Hahn sees changes being made

CHICAGO -- Chicago White Sox general manager Rick Hahn did not see the disaster of 2013 coming when he signed a three-year contract to run the team last October. Nonetheless, the 39-year-old Chicago area native is ready to roll up his sleeves and start to rebuild his ballclub for next season and beyond.

A total collapse of the offense was certainly a shock to Hahn & Co. as the team muddled its way through one of the franchise's worst seasons since 1976.

"I think our most glaring issues have been our offense, our defense and our baserunning," Hahn said. "All of which calls for improvement on the position-player side of things. I think it is safe to say we are very aware of where we fell short. We are also very aware of where we need to get better. All of that would entail significant improvement among the players we have or new faces."

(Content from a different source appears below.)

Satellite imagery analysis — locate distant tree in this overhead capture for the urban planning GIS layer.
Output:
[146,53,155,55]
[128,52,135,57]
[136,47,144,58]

The White Sox have more than $50 million coming off the payroll heading into 2014, with the trades of veterans and other contracts such as Paul Konerko's coming off of the books. It's unclear what the payroll for next season will be. Chairman Jerry Reinsdorf usually gives his department heads their budgets in early November. The club will have to investigate the free-agent market as part of the formula for improvement. Atlanta catcher Brian McCann may be the perfect fit for Chicago. McCann has outstanding power, to go along with his leadership skills and game-calling acumen.

"You have to be real careful," Hahn said, speaking generally about the free-agent market and aging players in the mix. "We do have the benefit in the American League of the DH. If whoever you are buying is a bat, at least you have a spot to move him to if his defensive skills start to erode, which is usually first to go. You do have to be careful but you also want to look at each guy individually."

The Sox have a commodity that few teams have when approaching this year's offseason trade market. Chicago has four left-handed starting pitchers to entice clubs who need a quality southpaw in their rotation. Hahn will be cautious but open to talks.

"We look at the pitchers as a strength, but we are not eager to move affordable and productive left-hand pitching," Hahn said. "If we do get to the point of dipping into that strength, it will be because we feel really good about the fit we have coming back. That deal would have to address multiple needs if we got to that point."

Hahn will have the tough call in deciding if the Sox will offer Konerko a contract after this season. Konerko will be a free agent and has yet to say if he will play after this season. The star first baseman signed back with Chicago twice when he was a free agent. The first time was after the 2005 season (a five-year deal) and the second time was after the 2010 season (a three-year deal).

"Any time you have a situation similar to his, like a [Cal] Ripken in Baltimore or a [Tony] Gwynn in San Diego, it is nice if he spends the fabric of his career with one club," said Hahn, who pointed out Konerko also briefly played for the Dodgers and Reds. "That said, Michael Jordan wore a different uniform and he's still the face of the Bulls' six championships. If it turns out [Konerko] is in another uniform next year, it will not take away from what he accomplished and how he will be remembered here. From a fan level, I do like the idea of a guy playing and ending his career with the same team."

The White Sox will find out sooner or later if Konerko plans to continue his impressive career, after a less than stellar 2013 season.

"More guys than not probably don't realize it is over until the market tells them," Hahn said. "There are certainly exceptions. In this instance, who knows how the conversation will go. That is the reason we want to get the season behind us. At that point, we can let everybody exhale and see where we are all going."